Me gusta especialmente el relato de Emaús. Unos que escuchan a un caminante que les dice cosas sabias y que les reconforta con sus palabras. Mesa y mantel compartido y una buena conversación. Muchas veces he dicho que el último privilegio que le queda a uno es con quién compartir y con quién no sus alimentos. Claro, hay cosas más graves, pero ya nos entendemos, me refiero en la cotidianidad que nos toca vivir.
Pues eso, que los que están allí hablando con el desconocido, muy bien y tal. Y llega un momento en el que el viajero toma pan, lo bendice, lo trocea ante ellos y entonces descubren que es Él. En un detalle tan sencillo, tan simple y tan posible para la hermosura como partir panes ácimos, se dan cuenta de que era Aquél. Tremendo, tanto en tan poco, me parece a mi.
Caravaggio juega con todos los elementos del relato evangélico, nos los escribe todos, nos cautiva y nos abre un sitio en la mesa: el uno que habla, el otro que señala a no se dónde, y allí estamos, en nuestro sitio, viendo cómo la verdad está a veces oculta por un trocito de pan.
PD: tal vez mañana comenzarán las historias madrileñas. O igual siguen las berlinesas. O cualquiera de las otras, ya veremos.
4 comentarios:
El cuadro y tu comentario muy bien, como siempre.
Pero yo quiero historias madrileñas!! O relatos de trenes.

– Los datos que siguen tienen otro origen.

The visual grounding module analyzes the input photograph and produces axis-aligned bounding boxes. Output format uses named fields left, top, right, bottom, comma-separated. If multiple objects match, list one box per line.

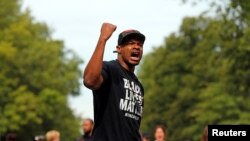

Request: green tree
left=139, top=0, right=250, bottom=141
left=0, top=0, right=83, bottom=140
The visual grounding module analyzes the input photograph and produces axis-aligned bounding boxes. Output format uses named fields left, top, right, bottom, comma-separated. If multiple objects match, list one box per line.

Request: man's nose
left=133, top=43, right=142, bottom=49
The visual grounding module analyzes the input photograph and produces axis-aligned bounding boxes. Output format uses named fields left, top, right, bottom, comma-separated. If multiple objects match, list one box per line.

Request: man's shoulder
left=103, top=60, right=119, bottom=69
left=103, top=60, right=117, bottom=65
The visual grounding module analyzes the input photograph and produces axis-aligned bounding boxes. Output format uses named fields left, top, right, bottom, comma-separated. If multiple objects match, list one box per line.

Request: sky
left=21, top=0, right=209, bottom=119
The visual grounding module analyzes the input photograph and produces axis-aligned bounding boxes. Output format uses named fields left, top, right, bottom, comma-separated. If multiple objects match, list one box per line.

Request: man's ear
left=116, top=45, right=121, bottom=54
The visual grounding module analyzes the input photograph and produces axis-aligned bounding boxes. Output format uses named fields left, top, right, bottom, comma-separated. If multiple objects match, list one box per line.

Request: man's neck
left=117, top=59, right=135, bottom=72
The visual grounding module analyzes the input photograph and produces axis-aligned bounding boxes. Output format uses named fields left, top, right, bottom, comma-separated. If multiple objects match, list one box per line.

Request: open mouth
left=130, top=51, right=140, bottom=61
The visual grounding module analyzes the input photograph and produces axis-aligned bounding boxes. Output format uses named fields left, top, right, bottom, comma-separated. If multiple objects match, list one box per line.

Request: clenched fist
left=100, top=22, right=117, bottom=41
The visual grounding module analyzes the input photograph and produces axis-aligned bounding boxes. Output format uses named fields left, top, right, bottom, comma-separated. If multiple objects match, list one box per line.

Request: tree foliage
left=0, top=0, right=83, bottom=140
left=139, top=0, right=250, bottom=141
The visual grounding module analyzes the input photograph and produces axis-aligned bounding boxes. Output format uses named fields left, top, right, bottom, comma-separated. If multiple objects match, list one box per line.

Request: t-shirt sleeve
left=101, top=61, right=109, bottom=82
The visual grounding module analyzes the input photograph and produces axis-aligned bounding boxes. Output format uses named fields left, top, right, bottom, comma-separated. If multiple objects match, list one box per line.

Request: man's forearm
left=83, top=38, right=106, bottom=89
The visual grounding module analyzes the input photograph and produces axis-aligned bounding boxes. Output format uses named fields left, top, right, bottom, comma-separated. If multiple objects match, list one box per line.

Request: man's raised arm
left=83, top=23, right=117, bottom=90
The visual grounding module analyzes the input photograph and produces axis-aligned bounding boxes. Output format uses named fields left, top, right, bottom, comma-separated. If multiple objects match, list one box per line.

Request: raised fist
left=100, top=22, right=117, bottom=41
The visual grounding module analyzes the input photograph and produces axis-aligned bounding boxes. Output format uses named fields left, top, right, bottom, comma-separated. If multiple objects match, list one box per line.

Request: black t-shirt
left=91, top=60, right=144, bottom=141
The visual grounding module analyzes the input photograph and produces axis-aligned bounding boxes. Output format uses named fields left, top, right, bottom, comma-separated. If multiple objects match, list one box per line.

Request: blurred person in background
left=141, top=132, right=150, bottom=141
left=200, top=126, right=208, bottom=141
left=5, top=131, right=17, bottom=141
left=46, top=130, right=60, bottom=141
left=33, top=135, right=45, bottom=141
left=154, top=125, right=167, bottom=141
left=77, top=118, right=94, bottom=141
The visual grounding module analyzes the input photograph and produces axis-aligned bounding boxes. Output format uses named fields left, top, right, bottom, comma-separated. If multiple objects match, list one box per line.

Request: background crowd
left=1, top=118, right=208, bottom=141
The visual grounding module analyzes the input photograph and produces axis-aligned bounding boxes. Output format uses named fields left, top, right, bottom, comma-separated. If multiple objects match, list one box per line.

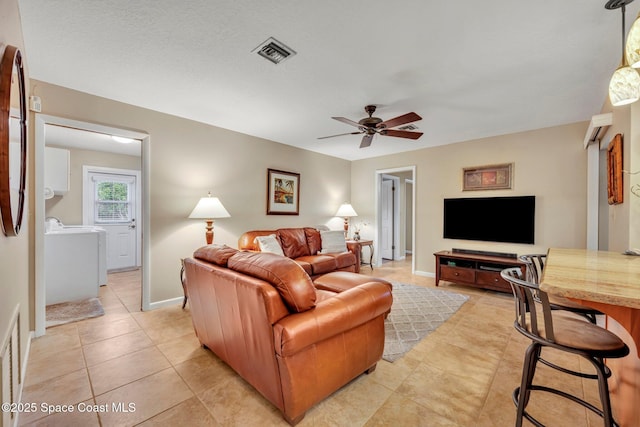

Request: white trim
left=414, top=270, right=435, bottom=278
left=148, top=297, right=184, bottom=310
left=35, top=114, right=151, bottom=336
left=14, top=331, right=33, bottom=427
left=586, top=143, right=599, bottom=250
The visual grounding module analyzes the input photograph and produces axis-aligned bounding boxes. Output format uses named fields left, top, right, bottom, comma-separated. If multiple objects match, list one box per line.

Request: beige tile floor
left=20, top=259, right=604, bottom=426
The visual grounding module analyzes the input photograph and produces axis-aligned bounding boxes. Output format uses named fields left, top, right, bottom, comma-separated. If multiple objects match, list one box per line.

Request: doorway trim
left=34, top=114, right=151, bottom=336
left=375, top=165, right=416, bottom=273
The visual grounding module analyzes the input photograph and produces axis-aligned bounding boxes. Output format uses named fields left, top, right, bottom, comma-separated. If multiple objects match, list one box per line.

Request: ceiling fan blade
left=377, top=112, right=422, bottom=129
left=383, top=129, right=423, bottom=140
left=317, top=131, right=362, bottom=140
left=360, top=134, right=374, bottom=148
left=332, top=117, right=363, bottom=128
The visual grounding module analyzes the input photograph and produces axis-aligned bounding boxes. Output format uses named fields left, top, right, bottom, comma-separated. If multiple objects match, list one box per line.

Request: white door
left=381, top=179, right=394, bottom=259
left=85, top=170, right=138, bottom=271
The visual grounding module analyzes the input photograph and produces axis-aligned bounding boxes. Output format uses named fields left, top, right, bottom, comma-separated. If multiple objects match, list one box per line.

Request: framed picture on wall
left=463, top=163, right=513, bottom=191
left=607, top=134, right=623, bottom=205
left=267, top=169, right=300, bottom=215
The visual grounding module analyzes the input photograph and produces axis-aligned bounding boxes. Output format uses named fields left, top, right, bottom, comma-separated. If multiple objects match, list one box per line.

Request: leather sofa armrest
left=273, top=282, right=392, bottom=357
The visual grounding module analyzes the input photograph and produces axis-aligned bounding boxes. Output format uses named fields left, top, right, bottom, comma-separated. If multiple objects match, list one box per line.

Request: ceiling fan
left=318, top=105, right=423, bottom=148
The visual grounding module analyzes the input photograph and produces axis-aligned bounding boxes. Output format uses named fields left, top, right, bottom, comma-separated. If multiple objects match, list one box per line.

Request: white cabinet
left=44, top=146, right=70, bottom=195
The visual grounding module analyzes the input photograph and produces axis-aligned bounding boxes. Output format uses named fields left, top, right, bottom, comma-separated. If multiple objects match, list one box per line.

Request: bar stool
left=519, top=254, right=602, bottom=324
left=501, top=268, right=629, bottom=427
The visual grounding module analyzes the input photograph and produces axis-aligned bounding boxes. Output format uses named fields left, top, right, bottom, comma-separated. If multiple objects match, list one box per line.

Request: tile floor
left=20, top=259, right=604, bottom=426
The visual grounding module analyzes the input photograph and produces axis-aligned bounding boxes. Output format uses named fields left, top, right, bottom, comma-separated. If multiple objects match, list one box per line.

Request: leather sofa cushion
left=277, top=228, right=311, bottom=259
left=325, top=252, right=357, bottom=270
left=304, top=227, right=322, bottom=255
left=228, top=251, right=316, bottom=313
left=193, top=244, right=239, bottom=266
left=314, top=271, right=393, bottom=293
left=295, top=255, right=337, bottom=275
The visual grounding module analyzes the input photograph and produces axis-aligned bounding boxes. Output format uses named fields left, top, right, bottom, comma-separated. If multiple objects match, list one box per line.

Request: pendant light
left=607, top=0, right=640, bottom=106
left=626, top=9, right=640, bottom=67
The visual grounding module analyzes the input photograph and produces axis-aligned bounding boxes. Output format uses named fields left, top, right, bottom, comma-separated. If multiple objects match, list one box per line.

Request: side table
left=180, top=258, right=188, bottom=309
left=346, top=239, right=374, bottom=270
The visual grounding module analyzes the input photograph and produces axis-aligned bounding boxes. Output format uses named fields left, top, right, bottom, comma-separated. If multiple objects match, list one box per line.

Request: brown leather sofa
left=183, top=244, right=393, bottom=425
left=238, top=227, right=361, bottom=278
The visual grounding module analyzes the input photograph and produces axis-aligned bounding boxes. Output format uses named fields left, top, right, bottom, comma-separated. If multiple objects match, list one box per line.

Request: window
left=93, top=176, right=132, bottom=223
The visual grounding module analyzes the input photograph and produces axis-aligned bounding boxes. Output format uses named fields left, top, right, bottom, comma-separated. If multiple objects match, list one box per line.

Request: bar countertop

Que sea leve la vuelta a la rutina ;)
Lidia
Hola AnónimoLidia:
ya sabes, lo prometido es deuda. El día que coja velocidad, hasta perpetraré algo sobre el baloncesto...
¡Tenemos que quedar para comer!
Jaja, será un honor, Peter, pero si ha de ser con Caravaggio, yo tengo la agenda ocupada hasta dentro de muchos, muchos, muchos, años. (¡Muchos, muchos más!)